The script concordance test: an adequate tool to assess clinical reasoning?
In this issue of Perspectives on Medical Education, Lubarsky et al. investigate the possibility that test takers can obtain artificially inflated test scores on the Script Concordance Test (SCT) by strategically selecting options, rather than by using their knowledge to arrive at the correct answer . The Script Concordance Test is a test to assess clinical reasoning, consisting of items that require students to judge the change in likelihood of a diagnostic hypothesis (provided to them) given a new piece of information (also provided to them) on a five-point Likert scale, ranging from −2 ([almost] rules out the hypothesis) through 0 (does not change its likelihood) to +2 (hypothesis now [almost] certain) . For each item, the test takers’ response is compared with the composite judgment of a panel of experts, and credit points are assigned in accordance with the proportion of experts selecting the same response when test norms are constructed. If the testee selects the same response as the majority of experts, he/she obtains the maximum number of credit points. If the testee sides with a minority of experts, points are detracted. Otherwise, no points are awarded at all. By running a simulation, Lubarsky and colleagues  demonstrate that test takers who consistently choose the ‘0’ option (no change in likelihood) can artificially inflate their scores from −2.1 SD below the average of an actual sample of respondents—the score obtained by random guessing,—to −0.7 SD below this average. It may be argued that this form of ‘gaming the test’ by consistently selecting the ‘0’ option is contrived. In fact, it is an inevitable consequence of using a computer simulation, which only enables investigation of formal, knowledge-free gaming strategies. However, it makes sense to assume a tendency among human test takers to select ‘0’ on items for which they lack the knowledge, or do not feel confident, because this appears to be the least risky option, which will fairly often yield some points. Participants with relatively little knowledge can exploit this ‘strategy’ by answering only the few questions they are confident they know, selecting the ‘0’ on all other questions. This way, they might succeed in elevating their score to well above the −0.7 SD level. Thus, the authors’ recommendation to restrict the number of SCT items for which ‘0’ is the correct answer seems to be defensible, even if no human test taker will ever consistently choose the ‘0’ on all SCT items.

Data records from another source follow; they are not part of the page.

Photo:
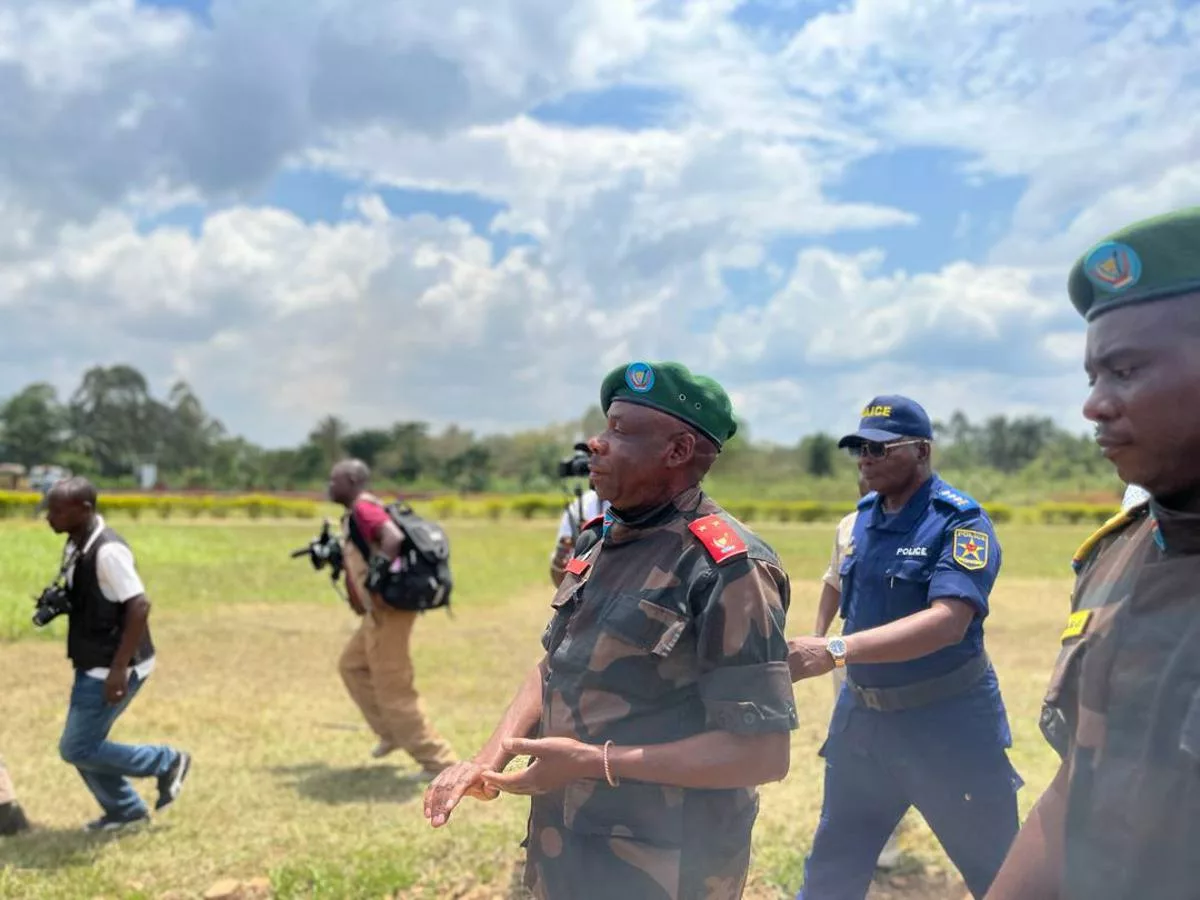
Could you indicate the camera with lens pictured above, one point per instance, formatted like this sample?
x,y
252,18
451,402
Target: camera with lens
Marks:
x,y
51,604
575,466
323,550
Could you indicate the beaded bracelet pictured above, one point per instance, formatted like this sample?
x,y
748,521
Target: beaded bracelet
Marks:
x,y
607,772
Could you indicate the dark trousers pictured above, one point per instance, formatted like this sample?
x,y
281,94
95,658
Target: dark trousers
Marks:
x,y
969,802
103,765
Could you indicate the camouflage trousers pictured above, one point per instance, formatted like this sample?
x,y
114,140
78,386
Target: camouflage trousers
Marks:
x,y
634,843
377,670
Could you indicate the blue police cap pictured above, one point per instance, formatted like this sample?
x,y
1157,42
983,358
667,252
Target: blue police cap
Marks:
x,y
891,418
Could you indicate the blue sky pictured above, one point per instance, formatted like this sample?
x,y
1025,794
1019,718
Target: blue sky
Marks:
x,y
393,213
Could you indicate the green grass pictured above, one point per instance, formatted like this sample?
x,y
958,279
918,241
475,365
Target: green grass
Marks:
x,y
283,785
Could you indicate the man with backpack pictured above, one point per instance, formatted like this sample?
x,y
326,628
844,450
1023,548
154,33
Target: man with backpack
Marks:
x,y
376,665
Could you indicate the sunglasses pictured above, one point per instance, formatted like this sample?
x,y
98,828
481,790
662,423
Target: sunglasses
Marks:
x,y
877,450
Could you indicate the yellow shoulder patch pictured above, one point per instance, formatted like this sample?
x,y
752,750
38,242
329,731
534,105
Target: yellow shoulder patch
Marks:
x,y
1114,525
1077,624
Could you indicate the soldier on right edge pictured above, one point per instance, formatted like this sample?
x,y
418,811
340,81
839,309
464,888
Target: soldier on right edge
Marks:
x,y
1122,816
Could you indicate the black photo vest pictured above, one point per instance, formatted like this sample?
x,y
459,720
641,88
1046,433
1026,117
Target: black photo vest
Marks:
x,y
95,623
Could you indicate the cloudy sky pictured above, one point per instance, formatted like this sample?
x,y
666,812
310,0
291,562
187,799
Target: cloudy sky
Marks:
x,y
468,210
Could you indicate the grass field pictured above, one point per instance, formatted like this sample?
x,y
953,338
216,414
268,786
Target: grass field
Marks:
x,y
283,786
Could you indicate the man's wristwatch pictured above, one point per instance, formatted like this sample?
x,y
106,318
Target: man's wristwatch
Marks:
x,y
837,648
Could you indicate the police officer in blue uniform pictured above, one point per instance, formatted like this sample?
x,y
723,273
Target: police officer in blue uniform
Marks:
x,y
921,721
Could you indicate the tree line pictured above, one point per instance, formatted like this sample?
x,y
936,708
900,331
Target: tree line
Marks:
x,y
112,424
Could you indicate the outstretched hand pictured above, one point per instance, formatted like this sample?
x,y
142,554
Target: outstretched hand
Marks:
x,y
556,763
463,779
808,658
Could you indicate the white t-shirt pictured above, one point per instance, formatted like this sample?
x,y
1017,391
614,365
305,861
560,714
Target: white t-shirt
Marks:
x,y
1134,495
119,581
592,508
840,545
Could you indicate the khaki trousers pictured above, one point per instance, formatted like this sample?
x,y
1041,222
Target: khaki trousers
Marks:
x,y
7,792
377,669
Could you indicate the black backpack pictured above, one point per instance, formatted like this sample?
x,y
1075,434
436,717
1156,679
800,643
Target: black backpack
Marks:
x,y
424,581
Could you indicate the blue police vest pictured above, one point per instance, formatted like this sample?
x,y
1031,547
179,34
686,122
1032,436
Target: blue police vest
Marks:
x,y
940,545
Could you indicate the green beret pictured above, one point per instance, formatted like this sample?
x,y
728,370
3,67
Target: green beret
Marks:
x,y
1152,259
671,389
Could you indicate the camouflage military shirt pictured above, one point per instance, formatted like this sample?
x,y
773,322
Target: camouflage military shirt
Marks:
x,y
663,629
1123,711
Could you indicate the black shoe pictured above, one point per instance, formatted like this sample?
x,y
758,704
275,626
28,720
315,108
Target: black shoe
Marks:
x,y
109,822
171,784
12,819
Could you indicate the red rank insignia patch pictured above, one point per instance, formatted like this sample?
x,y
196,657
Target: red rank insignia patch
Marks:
x,y
718,537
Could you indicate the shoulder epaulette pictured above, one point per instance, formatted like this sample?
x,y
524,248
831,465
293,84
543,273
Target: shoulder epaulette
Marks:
x,y
715,532
959,501
1114,525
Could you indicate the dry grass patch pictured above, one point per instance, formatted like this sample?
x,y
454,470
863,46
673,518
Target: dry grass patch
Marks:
x,y
283,785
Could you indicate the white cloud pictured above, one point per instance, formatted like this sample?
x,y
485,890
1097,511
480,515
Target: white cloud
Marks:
x,y
111,113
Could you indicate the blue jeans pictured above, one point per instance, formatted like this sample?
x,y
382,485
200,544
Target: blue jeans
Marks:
x,y
969,802
102,763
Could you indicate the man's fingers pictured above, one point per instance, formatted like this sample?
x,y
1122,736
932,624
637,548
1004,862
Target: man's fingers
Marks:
x,y
522,747
442,798
516,783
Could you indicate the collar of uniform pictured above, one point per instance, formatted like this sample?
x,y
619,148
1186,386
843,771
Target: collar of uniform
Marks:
x,y
907,515
618,529
1179,532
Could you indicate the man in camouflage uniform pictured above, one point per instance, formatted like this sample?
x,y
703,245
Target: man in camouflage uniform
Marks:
x,y
664,696
1122,816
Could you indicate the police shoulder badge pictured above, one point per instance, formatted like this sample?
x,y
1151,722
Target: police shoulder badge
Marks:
x,y
719,538
1113,267
971,549
1077,624
640,377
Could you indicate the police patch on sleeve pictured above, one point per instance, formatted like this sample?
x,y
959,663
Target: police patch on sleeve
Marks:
x,y
1077,624
719,539
970,549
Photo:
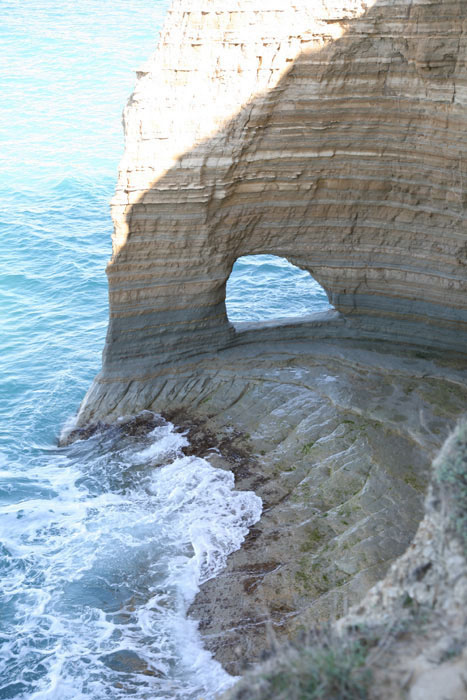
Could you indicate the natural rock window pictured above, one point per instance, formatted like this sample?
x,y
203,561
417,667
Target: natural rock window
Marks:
x,y
266,287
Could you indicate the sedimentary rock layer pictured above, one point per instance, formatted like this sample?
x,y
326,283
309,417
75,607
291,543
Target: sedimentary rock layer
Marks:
x,y
332,133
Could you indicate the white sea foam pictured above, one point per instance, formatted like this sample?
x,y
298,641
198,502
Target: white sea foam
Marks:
x,y
101,578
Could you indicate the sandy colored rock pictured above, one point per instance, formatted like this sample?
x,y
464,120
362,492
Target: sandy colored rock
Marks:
x,y
332,133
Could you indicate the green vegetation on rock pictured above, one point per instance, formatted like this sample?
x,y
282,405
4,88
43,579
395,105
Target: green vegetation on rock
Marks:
x,y
451,479
328,667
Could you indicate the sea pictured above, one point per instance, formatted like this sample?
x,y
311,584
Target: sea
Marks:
x,y
103,543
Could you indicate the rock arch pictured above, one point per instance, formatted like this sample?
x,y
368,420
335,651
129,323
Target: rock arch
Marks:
x,y
272,289
303,131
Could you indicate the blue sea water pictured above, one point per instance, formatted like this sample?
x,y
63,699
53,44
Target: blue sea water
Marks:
x,y
104,543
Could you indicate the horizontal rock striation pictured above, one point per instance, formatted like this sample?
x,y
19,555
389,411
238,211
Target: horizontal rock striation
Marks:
x,y
332,133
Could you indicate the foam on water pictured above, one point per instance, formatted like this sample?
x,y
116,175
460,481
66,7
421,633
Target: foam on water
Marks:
x,y
102,567
104,543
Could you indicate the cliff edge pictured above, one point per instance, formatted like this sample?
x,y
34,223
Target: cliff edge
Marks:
x,y
332,133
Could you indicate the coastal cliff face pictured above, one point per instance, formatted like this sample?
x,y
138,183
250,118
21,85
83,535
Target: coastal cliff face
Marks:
x,y
331,133
334,134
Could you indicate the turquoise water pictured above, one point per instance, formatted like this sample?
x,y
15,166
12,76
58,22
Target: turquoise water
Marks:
x,y
102,544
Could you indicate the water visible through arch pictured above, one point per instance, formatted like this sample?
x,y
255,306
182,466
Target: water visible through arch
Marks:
x,y
267,287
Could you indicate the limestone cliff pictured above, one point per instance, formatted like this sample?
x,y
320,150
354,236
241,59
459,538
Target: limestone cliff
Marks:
x,y
329,132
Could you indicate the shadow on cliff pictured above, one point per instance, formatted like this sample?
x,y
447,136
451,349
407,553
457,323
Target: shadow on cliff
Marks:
x,y
337,169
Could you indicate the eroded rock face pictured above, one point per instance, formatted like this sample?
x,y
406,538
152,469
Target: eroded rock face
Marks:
x,y
329,132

Yet, I wonder whether this recommendation will be effective. In any case, it may be hard to maintain the measure in the long run, for if an SCT is repeatedly administered, students will probably become aware that ‘0’ is rarely the most profitable option. Thus, restricting the frequency of ‘0’ as the highest yielding option in the SCT might encourage students to use the opposite gaming strategy, i.e., avoiding ‘0’. This might aggravate the problem that, viewed from probability theory, ‘0’ is an unattractive option: in practice it will be very hard to prove that a particular piece of new information does not affect the likelihood of a diagnostic hypothesis at all. Test takers who attempt to apply their knowledge of probability theory will realize that new information that appears to have no bearings on the current diagnostic hypothesis might nonetheless affect the likelihood of an alternative diagnostic hypothesis, which implicitly increases or decreases the likelihood of the current hypothesis (assuming they exclude each other): probabilities necessarily add up to 1. Failure to relate new information to other than the focal diagnostic hypothesis is known as ‘pseudodiagnosticity’ [3, 4, 5] and SCT, in its current form, appears to encourage this form of flawed reasoning. In contrast, in a study we observed that many students and experts are aware that alternative diagnostic hypotheses should be taken into account, because this is the way clinicians ‘think’ . The point here is that apart from the gaming tendency suggested by Lubarsky and colleagues , there may be more reasons for test takers to prefer or avoid the ‘0’ option. If these reasons violate SCT purposes, they may compromise SCT validity.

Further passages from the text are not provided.